30 JANUARY 2008 ISSUE
The over-65s and children under five years have a disproportionate number of consultations with the GP relative to their proportion of the practice population. Young children most commonly present with infections and some children seem to have a particular body system most likely to be affected; “When he gets a cold it always goes to his chest [or ears, throat, etc].”
Most primary school teachers will tell you they rarely have a full class because one child, or more, is off with an infection, yet, by secondary school age, absence due to ill health is much less common. It is part of the maturing of the immune system as we grow. So, when should we think of an immune problem in the face of a normal developmental process?
Immunodeficiency was first described in 1952 but, over 50 years later, the diagnosis is delayed on average five years from presentation. The majority is seen initially in paediatric, ENT and chest clinics, but 60 per cent of patients do not have the diagnosis made in the first three hospital visits. Immunodeficiency causes children and adults to have infections that recur frequently and are usually hard to cure. The acronym SPUR – serious, persistent, unusual, recurrent – applied to infections will suggest if a patient’s immune function should be tested.

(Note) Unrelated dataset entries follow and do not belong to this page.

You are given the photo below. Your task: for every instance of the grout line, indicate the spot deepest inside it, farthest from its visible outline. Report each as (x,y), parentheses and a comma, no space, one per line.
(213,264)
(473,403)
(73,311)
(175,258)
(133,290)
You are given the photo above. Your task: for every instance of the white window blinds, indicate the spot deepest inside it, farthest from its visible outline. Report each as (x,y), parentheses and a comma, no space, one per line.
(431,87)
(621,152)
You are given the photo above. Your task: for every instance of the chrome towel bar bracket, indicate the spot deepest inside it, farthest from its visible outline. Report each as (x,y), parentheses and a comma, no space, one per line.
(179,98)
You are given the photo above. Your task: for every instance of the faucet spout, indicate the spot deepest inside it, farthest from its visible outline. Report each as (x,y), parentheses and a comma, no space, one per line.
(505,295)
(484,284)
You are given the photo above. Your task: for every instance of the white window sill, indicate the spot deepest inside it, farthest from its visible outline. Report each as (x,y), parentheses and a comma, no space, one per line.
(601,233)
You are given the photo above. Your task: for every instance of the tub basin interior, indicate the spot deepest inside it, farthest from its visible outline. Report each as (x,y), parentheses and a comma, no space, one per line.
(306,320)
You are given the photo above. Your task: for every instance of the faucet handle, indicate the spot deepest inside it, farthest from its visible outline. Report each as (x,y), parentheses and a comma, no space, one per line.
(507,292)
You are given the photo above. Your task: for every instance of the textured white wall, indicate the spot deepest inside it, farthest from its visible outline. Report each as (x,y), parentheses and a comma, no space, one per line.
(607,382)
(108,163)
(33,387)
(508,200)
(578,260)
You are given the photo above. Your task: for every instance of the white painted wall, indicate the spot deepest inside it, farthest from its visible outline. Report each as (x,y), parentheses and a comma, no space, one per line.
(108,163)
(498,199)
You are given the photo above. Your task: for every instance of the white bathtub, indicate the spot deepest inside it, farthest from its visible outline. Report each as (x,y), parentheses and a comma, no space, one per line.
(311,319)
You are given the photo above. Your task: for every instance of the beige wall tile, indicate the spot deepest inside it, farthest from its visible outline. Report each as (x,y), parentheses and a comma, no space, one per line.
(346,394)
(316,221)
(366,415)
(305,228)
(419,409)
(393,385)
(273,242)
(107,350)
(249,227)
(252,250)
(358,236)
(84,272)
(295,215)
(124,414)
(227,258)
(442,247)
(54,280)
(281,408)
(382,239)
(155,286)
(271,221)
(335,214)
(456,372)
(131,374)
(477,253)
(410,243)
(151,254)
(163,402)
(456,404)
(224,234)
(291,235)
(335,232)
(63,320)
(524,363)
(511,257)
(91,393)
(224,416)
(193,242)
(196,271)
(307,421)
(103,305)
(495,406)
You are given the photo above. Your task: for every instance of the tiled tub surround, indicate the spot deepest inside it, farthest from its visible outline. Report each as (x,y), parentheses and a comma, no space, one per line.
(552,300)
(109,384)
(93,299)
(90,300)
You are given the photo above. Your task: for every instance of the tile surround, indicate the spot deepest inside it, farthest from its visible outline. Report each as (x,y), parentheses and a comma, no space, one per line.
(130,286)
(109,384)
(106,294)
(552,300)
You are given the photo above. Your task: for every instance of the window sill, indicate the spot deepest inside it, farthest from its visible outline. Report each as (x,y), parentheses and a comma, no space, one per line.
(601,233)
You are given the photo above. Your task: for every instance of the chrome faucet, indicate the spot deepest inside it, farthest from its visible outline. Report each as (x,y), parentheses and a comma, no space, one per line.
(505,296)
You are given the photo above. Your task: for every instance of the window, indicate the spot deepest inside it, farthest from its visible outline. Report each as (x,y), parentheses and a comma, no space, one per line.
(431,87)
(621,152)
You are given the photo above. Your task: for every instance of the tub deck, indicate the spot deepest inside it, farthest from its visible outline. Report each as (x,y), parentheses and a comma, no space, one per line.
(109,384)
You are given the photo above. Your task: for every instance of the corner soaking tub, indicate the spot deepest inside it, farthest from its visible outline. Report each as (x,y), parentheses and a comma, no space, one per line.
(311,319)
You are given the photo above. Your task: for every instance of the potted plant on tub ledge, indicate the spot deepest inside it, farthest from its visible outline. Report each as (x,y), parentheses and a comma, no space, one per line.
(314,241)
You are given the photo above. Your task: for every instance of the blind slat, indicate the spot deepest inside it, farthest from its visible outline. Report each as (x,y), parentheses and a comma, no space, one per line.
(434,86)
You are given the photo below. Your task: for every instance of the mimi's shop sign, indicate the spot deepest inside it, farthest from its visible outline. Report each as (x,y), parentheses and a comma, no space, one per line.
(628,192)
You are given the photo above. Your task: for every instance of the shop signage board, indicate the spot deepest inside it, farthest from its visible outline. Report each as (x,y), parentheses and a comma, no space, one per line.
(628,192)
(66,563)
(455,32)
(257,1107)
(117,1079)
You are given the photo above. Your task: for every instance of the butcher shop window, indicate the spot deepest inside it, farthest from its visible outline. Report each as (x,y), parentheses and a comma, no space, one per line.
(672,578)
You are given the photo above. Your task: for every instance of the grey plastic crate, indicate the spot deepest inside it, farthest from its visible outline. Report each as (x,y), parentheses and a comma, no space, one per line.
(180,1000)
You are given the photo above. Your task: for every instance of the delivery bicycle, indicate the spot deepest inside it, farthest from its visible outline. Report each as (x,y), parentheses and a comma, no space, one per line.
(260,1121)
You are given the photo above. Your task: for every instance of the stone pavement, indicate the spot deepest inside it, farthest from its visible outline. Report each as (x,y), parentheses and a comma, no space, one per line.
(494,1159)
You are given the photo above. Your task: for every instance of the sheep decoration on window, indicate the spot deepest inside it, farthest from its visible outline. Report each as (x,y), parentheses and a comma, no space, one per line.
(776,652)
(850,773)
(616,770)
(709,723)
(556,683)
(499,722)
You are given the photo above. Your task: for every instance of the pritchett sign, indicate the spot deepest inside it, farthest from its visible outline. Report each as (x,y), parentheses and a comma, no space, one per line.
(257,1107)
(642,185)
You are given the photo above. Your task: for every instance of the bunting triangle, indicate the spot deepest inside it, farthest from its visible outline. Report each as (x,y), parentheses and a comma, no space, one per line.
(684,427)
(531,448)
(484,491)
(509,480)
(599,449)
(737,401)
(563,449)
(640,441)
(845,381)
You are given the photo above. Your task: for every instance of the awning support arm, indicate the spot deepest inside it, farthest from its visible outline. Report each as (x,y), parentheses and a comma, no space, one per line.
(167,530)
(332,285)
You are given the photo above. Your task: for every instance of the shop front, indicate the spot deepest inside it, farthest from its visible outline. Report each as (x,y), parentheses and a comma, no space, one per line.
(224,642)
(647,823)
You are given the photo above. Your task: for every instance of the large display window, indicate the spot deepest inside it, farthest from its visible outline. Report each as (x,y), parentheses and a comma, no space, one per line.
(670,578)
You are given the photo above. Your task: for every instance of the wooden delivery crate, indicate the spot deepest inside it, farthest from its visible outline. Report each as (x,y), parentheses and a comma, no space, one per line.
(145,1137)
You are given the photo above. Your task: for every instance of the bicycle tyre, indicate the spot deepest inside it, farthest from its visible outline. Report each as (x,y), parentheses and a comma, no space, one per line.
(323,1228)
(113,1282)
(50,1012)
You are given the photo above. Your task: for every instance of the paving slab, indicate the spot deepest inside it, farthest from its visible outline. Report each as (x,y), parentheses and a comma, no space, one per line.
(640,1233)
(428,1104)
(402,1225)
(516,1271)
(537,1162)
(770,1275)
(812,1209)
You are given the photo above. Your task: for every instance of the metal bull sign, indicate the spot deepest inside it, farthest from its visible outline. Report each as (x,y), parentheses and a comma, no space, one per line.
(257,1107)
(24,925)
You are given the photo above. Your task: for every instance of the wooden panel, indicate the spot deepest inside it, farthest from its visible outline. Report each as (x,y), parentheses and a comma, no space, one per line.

Red flag signs would include two episodes of meningitis, which would be both serious and recurrent and may suggest a deficiency of the complement system. Opportunistic infection such as persistent thrush, which is unusual, would suggest there may be a T-cell deficiency. Deep abscesses such as a liver abscess, which would be unusual, suggest investigation to look for a neutrophil deficiency.
The five types of immunoglobulin are IgG, IgM, IgD, IgA and IgE. IgG and IgM are part of the systemic immunity, with IgM production being triggered first in response to an infection followed by IgG, the latter acting as the immunological memory. IgA is part of the mucosal immune system.
Splenomegaly, abnormal white cell count, chronic diarrhoea and chronic sinusitis, while not sensitive as screening tools, should at least make one think of immunodeficiency. These features, together with failure to thrive, developmental difficulties, etc, particularly in a child whose parents are consanguineous, would also warrant a full investigation.
Investigations include a full blood count and a differential. Frequently, apart from the neutrophil count, the differential blood count is often overlooked. The lymphocyte count in children under two years should be above 2.7. A lymphocytopenia in a child under two years should make one think of severe combined immunodeficiency (SCID). Requesting the immunoglobulin count – quite a cheap test – will show up as three main subgroups, IgG, IgM and IgA.
Specific antibody levels can also be requested for vaccine-related antibody levels, in particular tetanus, diphtheria and pneumococcus. These act as a guide to the overall immune function. The child can be given these vaccines, even if they have had them before, and the antibody levels can be tested post vaccination. Although ideally one should test before and after antibody levels, on a practical basis, one often just takes a post immunisation blood test. Even though two years is quoted for a minimum age for a response to a polysaccharide vaccine, children may not respond to the Pneumovax immunisation even up to the age of five years.
Lastly, do not forget the HIV test. Although there is still concern about approaching the parents to discuss this because of the stigma, if it is not considered, it will never be discovered as a cause of some children’s recurrent infections and immune problems.
Charles Essex is a consultant neurodevelopmental paediatrician based in Coventry, UK.